Оба супруга вздохнули…

— Что делать! — проговорил муж. — Да, кроме того, надобно нам и о душе подумать хоть безделицу…

— Разумеется! — добавила жена.

— Во-от!.. Вот это так! Надо нам вспомнить и душу нашу… Не все же земное и преходящее… Да к тому же, друг мой, в писании сказано: "Пецытеся убо о душе"… Следовательно… я буду в зале спать, а ты здесь…

— Я здесь…

— А я в зале…

Жена помолчала и потом произнесла:

— Гораздо лучше!

В ответ на это муж вздохнул. Чтобы как-нибудь заглушить неприятное состояние духа, Кыскин решился повернуть разговор в другую сторону и сначала спросил: "который-то теперь час?", и узнав, что в остроге пробило давно девять часов, сделал другой вопрос: "не пора ли чего-нибудь закусить?" Затем последовал молчаливый ужин, перерываемый напряженными разговорами о разных разностях, преимущественно же о начальниках и сослуживцах. Разговоры эти решительно не клеились: муж и жена думали о другом и были скучны. Кыскин выпил несколько рюмок водки, но и это не развеселило его: напротив, он вздыхал все чаще и глубже, и если хмель сделал что-нибудь, то разве заставил Кыскина говорить громче и громче.
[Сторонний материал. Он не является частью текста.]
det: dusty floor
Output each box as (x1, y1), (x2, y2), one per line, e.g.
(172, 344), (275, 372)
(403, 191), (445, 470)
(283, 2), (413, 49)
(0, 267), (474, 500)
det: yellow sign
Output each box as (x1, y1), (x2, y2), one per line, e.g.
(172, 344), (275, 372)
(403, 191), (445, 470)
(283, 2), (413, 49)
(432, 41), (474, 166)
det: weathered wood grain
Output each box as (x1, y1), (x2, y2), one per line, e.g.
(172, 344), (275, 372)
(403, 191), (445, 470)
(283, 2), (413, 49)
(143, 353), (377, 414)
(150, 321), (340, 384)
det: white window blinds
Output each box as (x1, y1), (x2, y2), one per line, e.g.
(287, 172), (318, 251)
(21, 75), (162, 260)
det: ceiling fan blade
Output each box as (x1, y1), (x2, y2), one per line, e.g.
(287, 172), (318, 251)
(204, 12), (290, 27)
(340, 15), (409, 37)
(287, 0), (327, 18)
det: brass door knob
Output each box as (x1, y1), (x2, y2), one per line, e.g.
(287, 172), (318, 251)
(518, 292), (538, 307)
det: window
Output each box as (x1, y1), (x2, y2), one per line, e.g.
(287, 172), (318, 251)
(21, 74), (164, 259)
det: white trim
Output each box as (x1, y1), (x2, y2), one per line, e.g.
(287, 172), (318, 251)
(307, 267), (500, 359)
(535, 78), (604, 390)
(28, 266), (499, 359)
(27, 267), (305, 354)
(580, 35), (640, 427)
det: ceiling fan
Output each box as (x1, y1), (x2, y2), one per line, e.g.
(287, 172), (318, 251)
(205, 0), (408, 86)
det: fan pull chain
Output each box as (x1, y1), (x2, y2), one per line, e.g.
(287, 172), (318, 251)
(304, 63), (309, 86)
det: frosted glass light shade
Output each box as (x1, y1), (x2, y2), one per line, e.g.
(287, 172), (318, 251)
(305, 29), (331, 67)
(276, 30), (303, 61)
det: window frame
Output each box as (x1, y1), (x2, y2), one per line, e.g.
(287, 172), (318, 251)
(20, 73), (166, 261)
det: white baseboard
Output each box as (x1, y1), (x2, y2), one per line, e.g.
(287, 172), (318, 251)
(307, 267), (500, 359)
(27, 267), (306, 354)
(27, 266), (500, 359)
После ужина явилась кухарка и принялась перестилать постель. Это обстоятельство снова сильнее прочих обстоятельств подобного рода встревожило Кыскина; глядя, как кухарка вскидывала и взбивала подушки, он содрогался при мысли, что лишен уже возможности разговаривать с женой о снах и видениях, неожиданно встревоживавших кого-нибудь из супругов по ночам и заставлявших в прежнее время обсудить это дело сообща; кроме того, самые невинные мелочи супружеской жизни сразу припомнились ему и заставили затосковать; но Кыскин перемогся еще раз и сказал кухарке:

— Ты, Акулина, постели мне постель в зале, на диване…

Акулина, накрывавшая перину одеялом, в изумлении повернула голову к чиновнику и пристально посмотрела и на него и на чиновницу.

— Да! — продолжал чиновник, опустив от смущения лицо вниз: — да, Акулинушка, в зале… Что делать!.. Слава богу!.. Надо подумать и о душе…

Эти три фразы, произнесенные безо всякого порядка, еще более придали Акулине любопытства.

— А сама-то? — спросила она в изумлении.

— Друг мой! — сказал охмелевший чиновник. — Она будет здесь! Ты ничего, ровно ничего не понимаешь!

Тут Кыскин остановился и, сообразив всю запутанность своего положения, вдруг произнес:

— Когда тебе говорят: стели в зале, следовательно, барыню ты не беспокой. Понимаешь?